Now, in the beginning of the 21st century, this concern has come full circle with the increasingly widespread occurrence of the antibiotic-resistant bacteria labeled as MRSA.

But even before MRSA, increasing numbers of medical doctors and patients have come to recognize the downside of antibiotics, namely that they not only destroy the virulent bacteria strains but the millions of friendly bacteria that live in our gut and are responsible for healthy digestion and a healthy immune system. (People wise to this fact have learned to always take probiotics — friendly bacteria — found in fermented foods such as yogurt, sauerkraut and miso for general health but especially when taking antibiotics.)

Herbs versus synthetic antibiotics

Considering all of these factors, herbs such as oregano, echinacea, thyme and many others too numerous to mention have much to offer.

Unlike synthetic antibiotic drugs targeted toward a specific action or type of bacteria, herbs usually combine both bactericidal (bacteria-killing) as well as bacteriostatic (bacteria proliferation-stopping) properties and are relatively independent as to what kind of bacteria are present or whether they have evolved resistant strains or not.
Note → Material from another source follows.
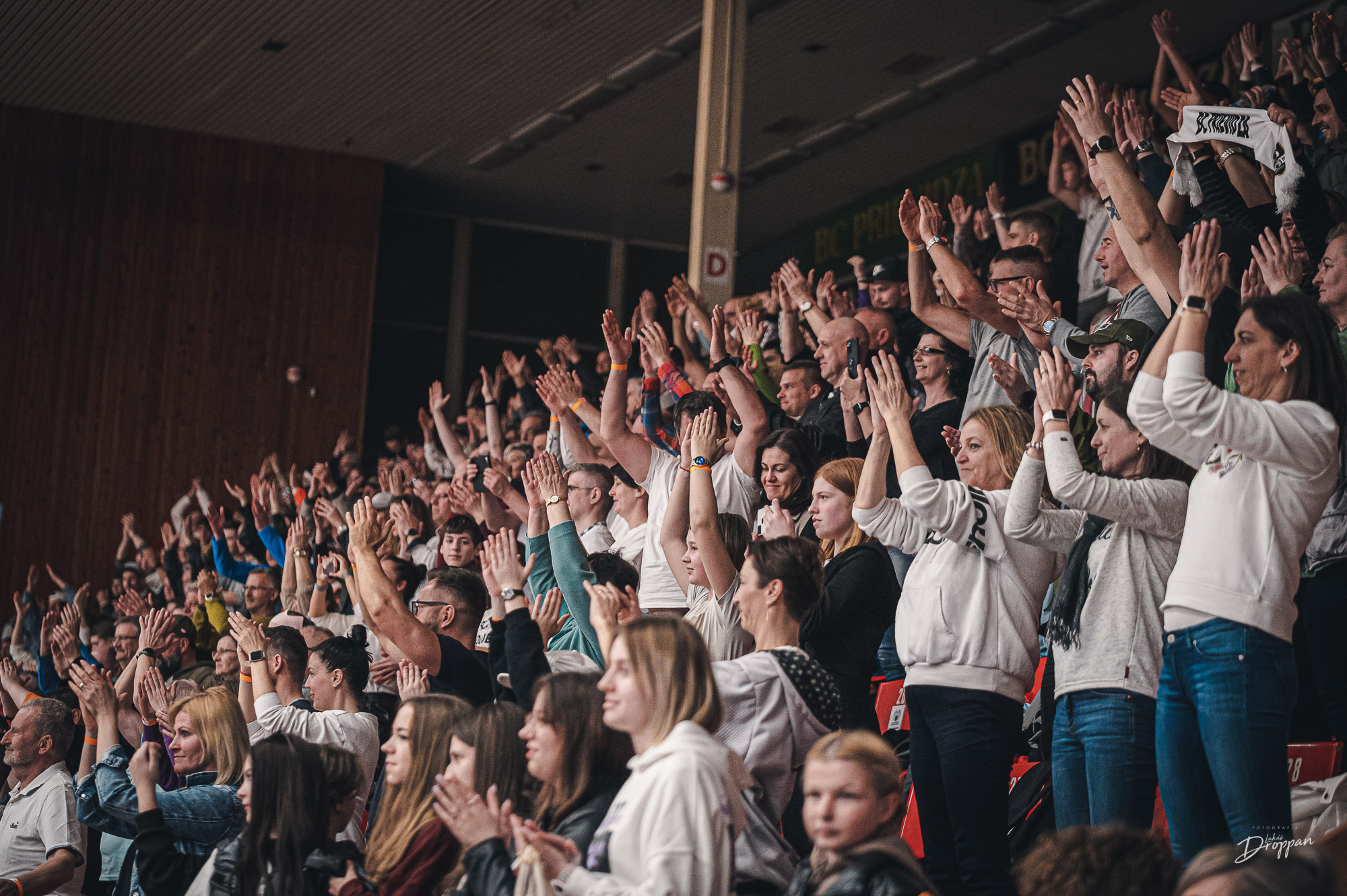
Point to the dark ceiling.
(589, 102)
This is not to say that there are not some virulent strains of bacteria with which herbs may not be particularly effective (such as gonorrhea, syphilis and tuberculosis, for which I would look to using a strong antibiotic drug). However, most common staph and strep infections are relatively easily treated with herbs and a diet low in refined carbohydrates.
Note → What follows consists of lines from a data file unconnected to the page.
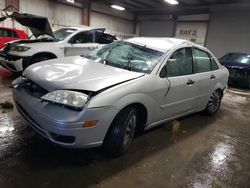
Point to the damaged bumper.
(12, 62)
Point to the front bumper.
(61, 125)
(11, 62)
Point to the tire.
(247, 85)
(214, 103)
(38, 58)
(121, 132)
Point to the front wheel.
(121, 132)
(214, 103)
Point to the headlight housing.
(72, 99)
(20, 48)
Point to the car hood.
(77, 73)
(235, 65)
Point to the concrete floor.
(205, 152)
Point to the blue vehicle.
(238, 65)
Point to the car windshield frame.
(136, 56)
(237, 57)
(63, 33)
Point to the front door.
(178, 97)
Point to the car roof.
(14, 29)
(83, 28)
(161, 44)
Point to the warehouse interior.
(191, 151)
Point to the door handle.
(212, 77)
(190, 82)
(92, 48)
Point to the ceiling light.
(172, 2)
(118, 7)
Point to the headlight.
(71, 99)
(20, 48)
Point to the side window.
(202, 61)
(8, 33)
(180, 63)
(14, 34)
(214, 65)
(84, 37)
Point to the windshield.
(127, 56)
(61, 34)
(239, 57)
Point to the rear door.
(178, 96)
(83, 42)
(205, 70)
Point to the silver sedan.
(117, 90)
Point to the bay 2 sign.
(192, 31)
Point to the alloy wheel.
(129, 132)
(214, 101)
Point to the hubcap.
(214, 102)
(129, 132)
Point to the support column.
(14, 3)
(86, 12)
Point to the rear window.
(8, 33)
(202, 60)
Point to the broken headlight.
(20, 48)
(67, 98)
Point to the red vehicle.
(9, 34)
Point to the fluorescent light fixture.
(172, 2)
(118, 7)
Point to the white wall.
(116, 22)
(119, 26)
(156, 28)
(120, 23)
(229, 31)
(58, 14)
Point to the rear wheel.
(121, 132)
(214, 103)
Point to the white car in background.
(117, 89)
(68, 41)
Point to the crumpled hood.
(77, 73)
(235, 65)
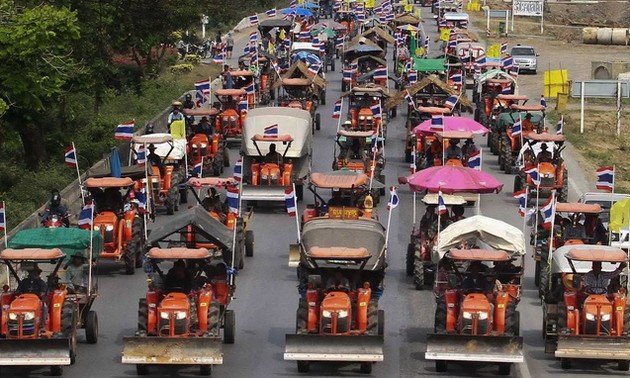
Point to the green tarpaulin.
(70, 240)
(428, 65)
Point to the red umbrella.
(451, 179)
(453, 124)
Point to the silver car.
(525, 58)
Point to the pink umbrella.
(453, 124)
(451, 179)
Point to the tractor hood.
(487, 233)
(206, 227)
(294, 122)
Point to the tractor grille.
(180, 327)
(591, 327)
(28, 328)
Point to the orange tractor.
(341, 270)
(582, 319)
(209, 150)
(230, 120)
(543, 152)
(122, 227)
(161, 183)
(39, 322)
(477, 293)
(180, 318)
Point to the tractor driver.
(273, 156)
(596, 281)
(178, 278)
(33, 284)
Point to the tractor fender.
(203, 305)
(363, 299)
(56, 305)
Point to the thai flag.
(202, 91)
(474, 160)
(70, 157)
(560, 125)
(394, 200)
(337, 110)
(141, 155)
(521, 196)
(547, 211)
(238, 170)
(517, 128)
(271, 131)
(412, 75)
(437, 122)
(606, 179)
(347, 75)
(441, 205)
(3, 218)
(250, 88)
(376, 110)
(503, 47)
(198, 169)
(314, 68)
(380, 73)
(86, 215)
(451, 101)
(409, 98)
(533, 174)
(218, 58)
(232, 195)
(457, 78)
(124, 131)
(289, 200)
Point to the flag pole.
(297, 214)
(76, 158)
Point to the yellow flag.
(445, 34)
(494, 51)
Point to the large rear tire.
(229, 327)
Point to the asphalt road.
(266, 295)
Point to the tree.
(37, 65)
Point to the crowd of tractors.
(269, 109)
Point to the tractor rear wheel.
(303, 366)
(249, 243)
(410, 258)
(229, 326)
(366, 368)
(440, 316)
(91, 327)
(372, 327)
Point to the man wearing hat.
(75, 276)
(33, 284)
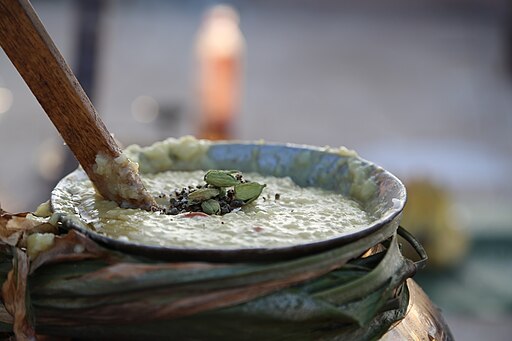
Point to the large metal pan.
(380, 193)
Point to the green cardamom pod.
(221, 178)
(211, 206)
(249, 191)
(203, 194)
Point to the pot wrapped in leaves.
(91, 281)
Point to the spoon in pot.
(35, 56)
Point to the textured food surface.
(284, 215)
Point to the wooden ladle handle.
(32, 51)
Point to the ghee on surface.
(299, 215)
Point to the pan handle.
(419, 264)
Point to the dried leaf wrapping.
(78, 286)
(14, 297)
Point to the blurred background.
(423, 88)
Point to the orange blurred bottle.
(220, 49)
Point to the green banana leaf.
(79, 289)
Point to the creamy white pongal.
(298, 215)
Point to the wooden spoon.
(32, 51)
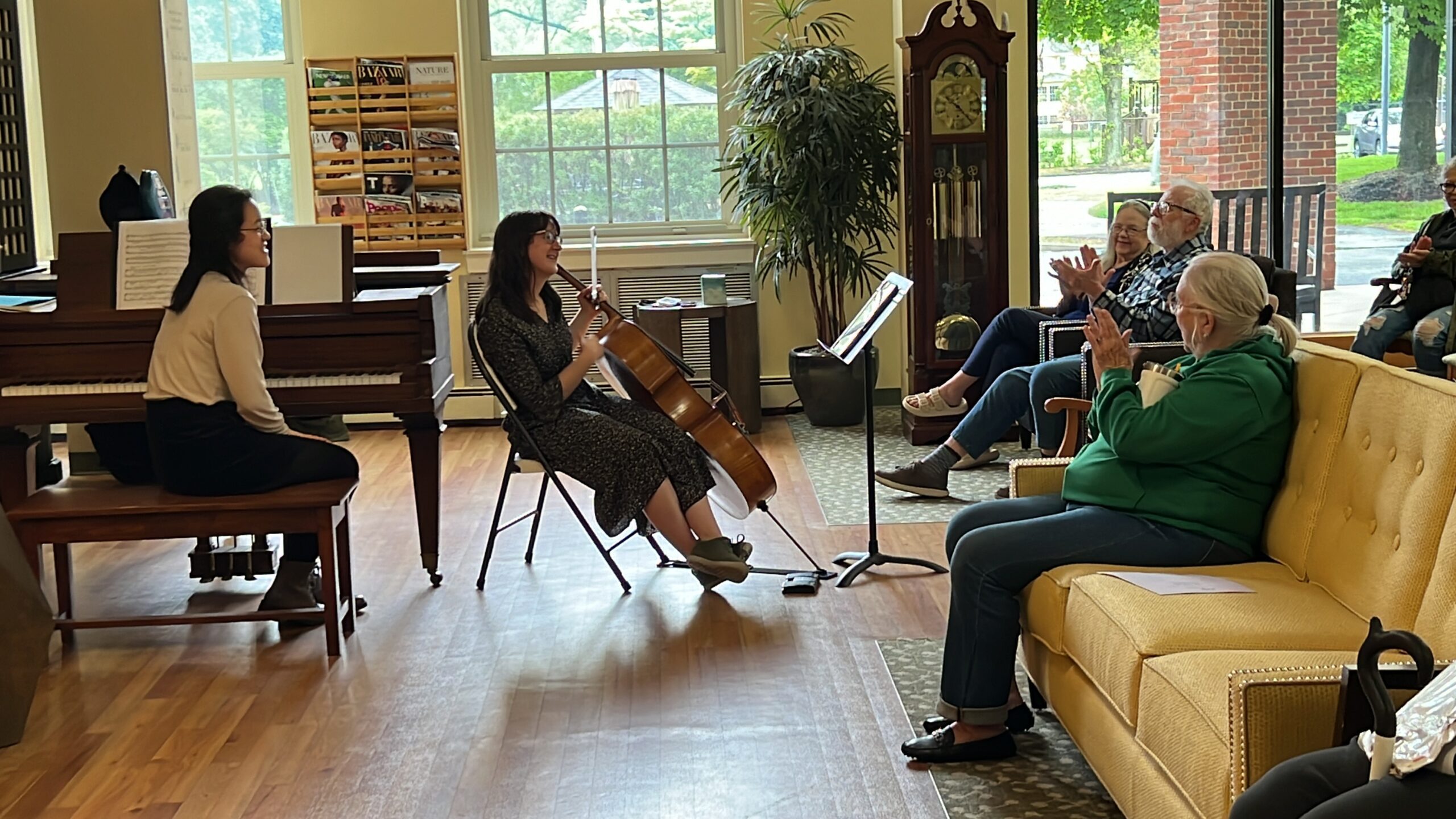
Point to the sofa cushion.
(1392, 480)
(1436, 621)
(1111, 626)
(1186, 714)
(1044, 601)
(1325, 382)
Rather than damaging digestion like antibiotic drugs do, many of the spicy herbs such as oregano are known to specifically help digestion, suggesting that they are not so damaging to the beneficial flora of the gut.
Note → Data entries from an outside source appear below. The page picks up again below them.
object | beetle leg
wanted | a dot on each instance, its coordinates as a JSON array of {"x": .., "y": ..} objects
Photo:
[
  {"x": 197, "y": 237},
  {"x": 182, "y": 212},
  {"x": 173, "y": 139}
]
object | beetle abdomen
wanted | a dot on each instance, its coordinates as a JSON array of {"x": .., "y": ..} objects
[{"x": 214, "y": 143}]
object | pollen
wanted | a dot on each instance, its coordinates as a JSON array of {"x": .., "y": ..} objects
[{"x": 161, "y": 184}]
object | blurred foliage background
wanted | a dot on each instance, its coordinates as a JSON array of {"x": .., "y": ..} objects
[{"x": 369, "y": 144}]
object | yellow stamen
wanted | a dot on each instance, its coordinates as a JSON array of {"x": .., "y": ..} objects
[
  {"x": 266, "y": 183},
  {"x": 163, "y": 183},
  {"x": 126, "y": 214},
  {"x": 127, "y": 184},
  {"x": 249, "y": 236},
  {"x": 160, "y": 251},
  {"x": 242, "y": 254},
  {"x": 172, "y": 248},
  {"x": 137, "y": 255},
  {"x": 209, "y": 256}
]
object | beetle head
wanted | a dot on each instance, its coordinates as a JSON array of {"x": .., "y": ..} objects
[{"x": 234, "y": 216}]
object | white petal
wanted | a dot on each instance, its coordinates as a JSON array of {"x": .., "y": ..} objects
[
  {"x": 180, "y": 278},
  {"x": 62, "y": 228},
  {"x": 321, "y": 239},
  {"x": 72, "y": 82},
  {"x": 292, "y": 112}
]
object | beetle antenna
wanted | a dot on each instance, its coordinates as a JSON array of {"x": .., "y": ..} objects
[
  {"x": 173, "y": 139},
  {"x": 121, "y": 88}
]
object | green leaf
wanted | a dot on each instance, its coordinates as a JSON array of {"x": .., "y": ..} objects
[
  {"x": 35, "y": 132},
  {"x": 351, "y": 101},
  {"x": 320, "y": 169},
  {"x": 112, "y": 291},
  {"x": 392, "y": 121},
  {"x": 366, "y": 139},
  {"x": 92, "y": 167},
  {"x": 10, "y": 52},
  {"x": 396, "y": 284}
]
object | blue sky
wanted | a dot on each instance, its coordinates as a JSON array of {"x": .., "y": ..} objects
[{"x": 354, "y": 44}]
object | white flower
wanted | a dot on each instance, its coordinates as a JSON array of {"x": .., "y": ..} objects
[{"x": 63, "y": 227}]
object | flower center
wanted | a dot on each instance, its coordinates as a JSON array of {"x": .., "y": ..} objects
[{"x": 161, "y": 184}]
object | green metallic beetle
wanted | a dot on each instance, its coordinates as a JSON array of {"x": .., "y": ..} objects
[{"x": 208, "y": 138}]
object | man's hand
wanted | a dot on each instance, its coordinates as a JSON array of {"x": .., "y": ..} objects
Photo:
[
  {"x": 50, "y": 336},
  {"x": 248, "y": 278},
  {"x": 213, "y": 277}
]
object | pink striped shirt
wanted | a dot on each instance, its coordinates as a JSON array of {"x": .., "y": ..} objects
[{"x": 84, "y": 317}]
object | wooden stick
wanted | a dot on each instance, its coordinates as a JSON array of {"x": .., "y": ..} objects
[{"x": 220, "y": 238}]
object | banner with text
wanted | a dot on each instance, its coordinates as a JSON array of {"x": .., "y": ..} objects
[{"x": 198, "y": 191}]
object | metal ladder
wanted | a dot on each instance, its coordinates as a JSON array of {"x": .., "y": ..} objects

Further, many of these herbs are broadly classified as “heat clearing,” meaning that their value as an anti-infective is not merely limited to bacteria but assist the body in fighting off viral infections as well. Thus, regardless as to whether one decides to use antibiotics or not, there is a complementary value in using heat clearing herbs synergistically to possibly promote improved recuperation and health.

In general, it’s been a slow uphill battle convincing even natural remedy-friendly people to use herbs for infections instead of going to the ‘˜doc’ for a prescription of antibiotics. Unfortunately, the first thing most people think about when they have an infection, sore throat, flu or cold is to get some antibiotics. (This is true despite the fact that many of these conditions are viral and antibiotics are not effective against viruses.)

While the value of echinacea as an alternative to antibiotics is yet to be corroborated by scientific research (currently it is still mired in dead-end studies trying to prove its efficacy for colds and flu), oregano, specifically oil from wild Mediterranean oregano, has had considerable research supporting its use as an antibiotic alternative. In addition to the Carvocrol study mentioned above, studies conducted at Georgetown University, Cornell University, and the University of Tennessee have shown oregano oil to rival the effectiveness of standard antibiotics such as Streptomycin, Penicillin, Vancomycin, Nystatin, and Amphotericin.

Do we really need more proof that herbs such as oregano still have a place even in crisis medicine, offering a safe alternative to pharmaceutical antibiotics?

How to take oregano oil

The adult dose of 4-6 drops of 100% pure essential oil of oregano diluted with approximately three parts olive oil can be taken by mouth and applied locally about 10 times daily. Children may take less according to age, 1 to 3 drops mixed with milk or juice.

The course of treatment should not exceed 10 days total.

If taken undiluted, oregano essential oil may cause minor gastric discomfort. Otherwise, if it is mixed with a carrier oil, it poses no problem.

It is probably better that it not be used during pregnancy but nothing is known regarding any possible contraindications.